If you lived in London in the early millennium, you would notice that house prices were considerably low. You could rent a 2 Bedroom apartment in Hither Green for roughly £650 per month. In 2017 in the same local it will cost you just about £1500. While this unprecedented growth may be exciting to some, it is simply unrealistic and unsustainable for what is basic human necessity.
The average city wage stands at a little over £25,000 per annum and has not risen with inflation. While some Government jobs pay London weighting the vast majority of private sector jobs, that is three quarters of the work force have to accept a meagre wage. So how can the many afford to pay rents that have skyrocketed more than 100% in just over a decade? Core Inflation which does not include housing has itself grown less than 3% over the same period meaning business who benefit from high prices have simply not been that well off to keep wages rising to meet the cost of shelter.
The end result is many tenants face evictions for not affording the rent. Migrants with larger savings push UK nationals out of their homes, parents of millennials have to re-mortgage to support children with deposits for mortgages, while lower income families have swelled the waiting lists for non-existent council houses that are now given as priority to asylum seekers. At the same time the Chinese, Russian and Middle Eastern owners of these properties continue to make handsome returns.
Don’t get me wrong, I am as progressive as they come but the reality is that we are ruining our society for the next generation. So what can be done?
I believe that using house ownership as a means of gaining citizenship is wrong. How to gain UK residency article.
The above BBC article shows the constraints of the regular non-EU migrant wishing to move to the UK and super rich non-EU migrants. If I am not mistaken with housing being an investment, the super rich simply need one or two Mayfair homes to qualify, this causes an influx of “we don’t want to know where the money came from” investment. This kind of investment should be restricted to individuals who are bringing certain type of business investments and skills rather than just being super rich.
This is the UK’s GDP growth rate over the past 3 decades with the exception of a few spikes in the 1970’s it has never really exceeded 3%; so what is all the fuss about the super rich? They simply add no value to the economy because of their tax hiding habits.
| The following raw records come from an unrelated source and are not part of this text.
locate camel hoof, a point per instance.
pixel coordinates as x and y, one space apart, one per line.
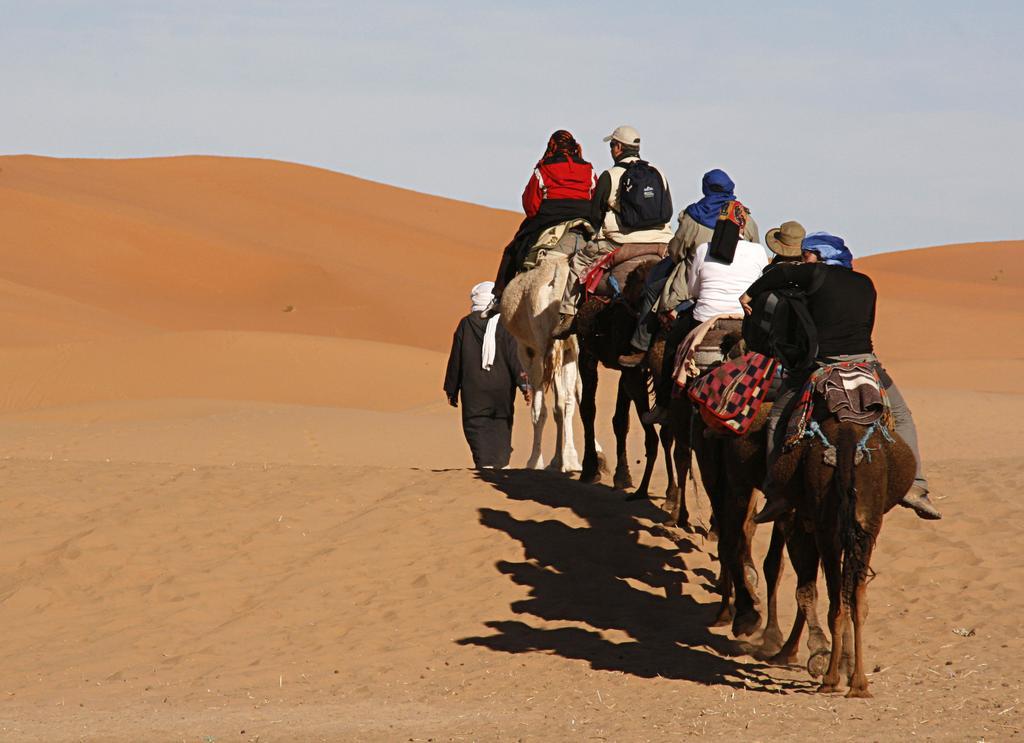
751 573
745 623
771 638
723 618
783 657
817 664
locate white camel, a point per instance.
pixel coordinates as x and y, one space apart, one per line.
529 311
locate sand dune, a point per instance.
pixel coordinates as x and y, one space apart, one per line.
237 508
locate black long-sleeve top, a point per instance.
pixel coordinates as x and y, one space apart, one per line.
843 306
489 393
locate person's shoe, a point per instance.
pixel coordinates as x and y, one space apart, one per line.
774 508
656 414
629 360
564 328
916 498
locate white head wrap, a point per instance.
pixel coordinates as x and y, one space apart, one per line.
482 297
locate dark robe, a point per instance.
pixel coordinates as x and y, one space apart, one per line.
487 396
552 212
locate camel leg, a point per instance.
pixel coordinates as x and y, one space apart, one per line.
621 425
773 568
558 462
737 545
539 408
565 391
724 615
837 614
681 453
858 682
588 412
804 556
667 436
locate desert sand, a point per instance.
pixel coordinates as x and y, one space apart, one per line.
238 508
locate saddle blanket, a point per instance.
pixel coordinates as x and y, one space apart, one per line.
851 391
730 395
690 362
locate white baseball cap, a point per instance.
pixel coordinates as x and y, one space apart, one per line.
626 135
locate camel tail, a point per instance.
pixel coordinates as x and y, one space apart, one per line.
553 362
856 542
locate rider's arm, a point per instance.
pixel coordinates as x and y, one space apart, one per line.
693 273
599 202
531 195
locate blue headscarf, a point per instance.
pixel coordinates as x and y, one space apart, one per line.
830 250
717 187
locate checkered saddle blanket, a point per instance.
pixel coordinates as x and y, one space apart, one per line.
730 395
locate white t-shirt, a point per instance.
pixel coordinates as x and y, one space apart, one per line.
716 287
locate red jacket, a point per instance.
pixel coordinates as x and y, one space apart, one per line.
558 177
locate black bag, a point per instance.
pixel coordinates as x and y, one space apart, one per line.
780 325
644 202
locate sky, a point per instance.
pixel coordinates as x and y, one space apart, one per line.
893 124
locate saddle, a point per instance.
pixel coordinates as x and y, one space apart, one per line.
729 396
607 276
558 239
701 349
850 391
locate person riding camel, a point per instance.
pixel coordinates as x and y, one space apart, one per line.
559 191
667 285
483 369
841 302
624 216
719 272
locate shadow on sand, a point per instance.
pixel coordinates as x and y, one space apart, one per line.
587 575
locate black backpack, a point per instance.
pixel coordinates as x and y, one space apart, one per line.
644 201
780 325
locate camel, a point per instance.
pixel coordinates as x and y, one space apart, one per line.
839 513
529 312
603 331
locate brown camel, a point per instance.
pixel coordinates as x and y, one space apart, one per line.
603 330
529 311
731 468
839 512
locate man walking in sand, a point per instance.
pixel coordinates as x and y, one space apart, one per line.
483 367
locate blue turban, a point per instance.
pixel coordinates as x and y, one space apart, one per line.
717 187
829 249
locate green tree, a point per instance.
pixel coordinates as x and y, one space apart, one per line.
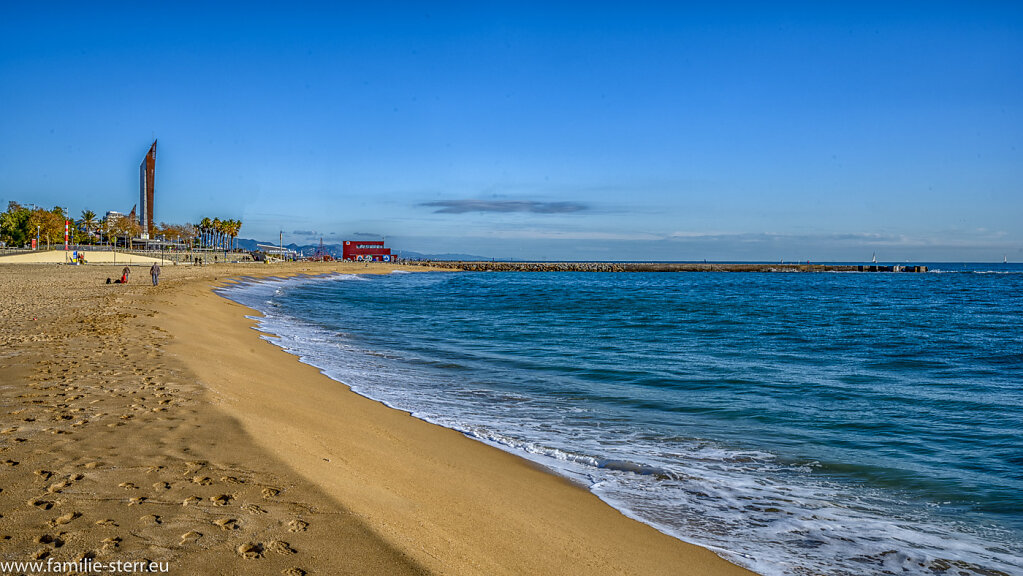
89 221
48 224
14 225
A welcome idea is rent controls and restrictions on the buy-to-let market. An individual should not be allowed to burrow money at exorbitant rates simply because someone will pay the rent. I am in favour of a fixed interest rate on buy-to-let mortgages and council led price caps on rent in London boroughs. There should also be accessibility for first time buyers to get on the housing ladder, meaning like the United States a mortgage should be a given and homeowners should be restricted from renting first homes for profit under these special mortgages. This will drive house prices down and the value of houses will rise in line with excess demand.
Councils should relax rules on greenbelt land similar to what is happening in Wales and encourage more innovative eco self-build projects on such land. Telegraph article on Greenbelt development.
This may seem far fetched but if we are going to solve the housing crisis in London we have to start thinking out of the box.